O apetite estrangeiro pelo Brasil tem crescido especialmente entre os fundos de investimentos, segundo Maurício Elon, sócio da área de governo da consultoria KPMG. Fundos soberanos e de pensão, como o GIC, de Singapura, e os canadenses CDPQ e CPPIB, que antes buscavam ativos nos EUA, Europa e Japão, começaram a investir em países em desenvolvimento.
O líder da área de governo e serviços públicos da consultoria Deloitte, Elias de Souza, conta que boa parte das operações anunciadas no Brasil já está no radar de investimentos estrangeiros, especialmente as de saneamento. O tamanho do apetite, porém, vai depender da forma como esses ativos serão ofertados. “Questões como liberação do financiamento, modelo de venda e estimativas de retorno da variação cambial influenciam o interesse do investidor”, diz.
Os estrangeiros têm atuação relevante nas privatizações brasileiras desde os anos 1990. De nove companhias privatizadas nesse período, ao menos cinco têm 15% ou mais das ações nas mãos de investidores estrangeiros.
A Vale, que atua como mineradora global, tem 57% dos papéis detidos por acionistas no exterior. Na Embraer, terceira maior fabricante de aviões comerciais do mundo, com escritórios, unidades industriais e centros de distribuição de peças e serviços nas Américas, África, Ásia e Europa, 15,1% das ações estão com estrangeiros.
No caso das concessões, a antiga Eletropaulo, que opera na capital paulista, já foi do grupo americano AES e depois foi assumida pela italiana Enel.

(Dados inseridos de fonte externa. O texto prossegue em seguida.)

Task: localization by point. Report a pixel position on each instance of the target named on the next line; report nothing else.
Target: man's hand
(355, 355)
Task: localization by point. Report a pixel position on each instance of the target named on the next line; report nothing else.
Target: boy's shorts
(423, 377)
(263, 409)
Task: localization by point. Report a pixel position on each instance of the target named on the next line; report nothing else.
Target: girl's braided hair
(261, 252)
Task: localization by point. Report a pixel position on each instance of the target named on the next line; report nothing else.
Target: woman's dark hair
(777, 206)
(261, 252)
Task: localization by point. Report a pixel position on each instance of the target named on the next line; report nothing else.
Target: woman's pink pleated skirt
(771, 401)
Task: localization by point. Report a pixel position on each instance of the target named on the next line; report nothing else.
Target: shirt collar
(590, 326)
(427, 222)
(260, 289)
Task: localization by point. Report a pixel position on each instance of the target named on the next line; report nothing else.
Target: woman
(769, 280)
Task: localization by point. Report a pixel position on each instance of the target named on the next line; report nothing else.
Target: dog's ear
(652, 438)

A CPFL, outra empresas de energia que atua no interior do estado de São Paulo, tem 83% de capital nas mãos dos chineses da State Grid (veja infográfico ao lado).
Apesar desse histórico, a participação de estrangeiros em empresas brasileiras ainda é um tema que inspira debates – no mercado, na academia e até no governo, onde há uma ala mais nacionalista que pressiona pela permanência do Estado e do capital nacional em áreas consideradas sensíveis, como energia nuclear.

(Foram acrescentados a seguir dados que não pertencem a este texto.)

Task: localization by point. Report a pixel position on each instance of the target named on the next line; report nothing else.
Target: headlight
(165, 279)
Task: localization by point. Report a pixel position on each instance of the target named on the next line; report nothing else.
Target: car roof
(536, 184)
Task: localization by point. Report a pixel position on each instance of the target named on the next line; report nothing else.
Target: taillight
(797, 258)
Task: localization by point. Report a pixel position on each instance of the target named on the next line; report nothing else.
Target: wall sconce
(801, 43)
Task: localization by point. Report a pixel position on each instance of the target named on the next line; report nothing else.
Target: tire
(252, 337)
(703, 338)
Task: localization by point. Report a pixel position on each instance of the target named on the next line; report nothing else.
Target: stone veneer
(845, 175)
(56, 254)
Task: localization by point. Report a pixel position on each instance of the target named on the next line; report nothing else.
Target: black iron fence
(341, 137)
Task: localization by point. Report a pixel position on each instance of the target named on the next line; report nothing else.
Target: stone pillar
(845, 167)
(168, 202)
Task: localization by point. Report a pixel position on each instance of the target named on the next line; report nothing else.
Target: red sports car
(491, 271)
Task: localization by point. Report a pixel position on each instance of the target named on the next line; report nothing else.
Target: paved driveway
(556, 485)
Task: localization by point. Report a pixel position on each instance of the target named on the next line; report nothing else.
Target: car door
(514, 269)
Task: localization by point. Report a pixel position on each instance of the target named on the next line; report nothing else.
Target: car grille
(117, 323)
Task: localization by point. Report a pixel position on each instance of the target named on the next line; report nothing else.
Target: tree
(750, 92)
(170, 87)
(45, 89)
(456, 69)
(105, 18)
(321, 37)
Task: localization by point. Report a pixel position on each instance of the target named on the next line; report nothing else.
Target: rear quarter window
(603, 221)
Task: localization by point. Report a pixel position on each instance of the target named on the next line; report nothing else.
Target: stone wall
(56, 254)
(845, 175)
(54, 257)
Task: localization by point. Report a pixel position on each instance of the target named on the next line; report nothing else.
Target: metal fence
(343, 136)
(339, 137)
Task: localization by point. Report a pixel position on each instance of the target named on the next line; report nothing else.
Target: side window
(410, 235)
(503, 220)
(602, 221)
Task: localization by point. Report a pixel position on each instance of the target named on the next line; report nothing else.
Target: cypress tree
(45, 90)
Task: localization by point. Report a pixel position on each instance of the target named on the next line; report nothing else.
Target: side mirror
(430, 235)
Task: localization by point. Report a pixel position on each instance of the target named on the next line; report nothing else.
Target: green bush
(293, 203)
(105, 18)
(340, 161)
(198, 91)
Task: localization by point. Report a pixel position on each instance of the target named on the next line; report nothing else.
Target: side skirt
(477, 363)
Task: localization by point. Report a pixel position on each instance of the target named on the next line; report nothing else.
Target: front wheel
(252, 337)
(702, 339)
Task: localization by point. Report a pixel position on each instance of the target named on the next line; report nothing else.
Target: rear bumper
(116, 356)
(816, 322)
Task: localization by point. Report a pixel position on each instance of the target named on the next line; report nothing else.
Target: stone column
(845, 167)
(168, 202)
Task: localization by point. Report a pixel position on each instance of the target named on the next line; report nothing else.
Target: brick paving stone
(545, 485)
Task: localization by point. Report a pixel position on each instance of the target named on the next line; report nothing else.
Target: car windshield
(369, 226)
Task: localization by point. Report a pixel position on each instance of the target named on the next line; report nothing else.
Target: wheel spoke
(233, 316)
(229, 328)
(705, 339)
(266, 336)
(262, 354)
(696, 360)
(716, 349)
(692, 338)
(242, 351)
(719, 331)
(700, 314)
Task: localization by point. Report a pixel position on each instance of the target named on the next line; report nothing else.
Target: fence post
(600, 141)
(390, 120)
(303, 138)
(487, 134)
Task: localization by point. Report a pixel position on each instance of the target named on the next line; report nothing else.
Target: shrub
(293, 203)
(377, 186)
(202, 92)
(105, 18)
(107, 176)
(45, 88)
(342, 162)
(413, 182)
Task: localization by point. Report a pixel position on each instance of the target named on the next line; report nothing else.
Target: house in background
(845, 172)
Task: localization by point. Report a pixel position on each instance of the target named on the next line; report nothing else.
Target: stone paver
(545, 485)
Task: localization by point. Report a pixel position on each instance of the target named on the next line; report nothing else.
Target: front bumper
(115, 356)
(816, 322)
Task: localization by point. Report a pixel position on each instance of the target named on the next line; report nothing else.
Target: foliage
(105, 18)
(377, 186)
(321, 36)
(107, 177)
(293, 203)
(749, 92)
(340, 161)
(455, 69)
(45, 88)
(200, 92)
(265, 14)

Para um grupo de especialistas, como Elon, da KPMG, o aumento da participação estrangeira em companhias nacionais se mostrou positiva, pois fortaleceu a internacionalização das empresas e a modernização da cultura e da gestão dos negócios.
“Essa abertura insere empresas nas cadeias globais e aprimora seus processos de governança e transparência, liberando o Estado para concentrar esforços em serviços de assistência social, saúde, educação e segurança nacional”, afirma.
Outra corrente, porém, defende que as privatizações precisam ser mais criteriosas e pensadas como parte de uma política pública. O economista e professor da FGV (Fundação Getulio Vargas) Nelson Marconi, que atuou na campanha de Ciro Gomes (PDT) na eleição presidencial de 2018, defende que o governo preserve empresas em setores estratégicos para o desenvolvimento do país.
“Os americanos estão impedindo a compra por estrangeiros de empresas tecnológicas estratégicas, e a gente aqui está privatizando, por exemplo, a Ceitec (Centro Nacional de Tecnologia Eletrônica Avançada), empresa pública de semicondutores no Rio Grande do Sul”, afirma.
“Empresas estrangeiras têm seus interesses também em outros países na forma como distribuem a produção. Elas deixam, muitas vezes, para desenvolver o que é mais estratégico em sua matriz e produzem em outros países as etapas menos relevantes”, disse.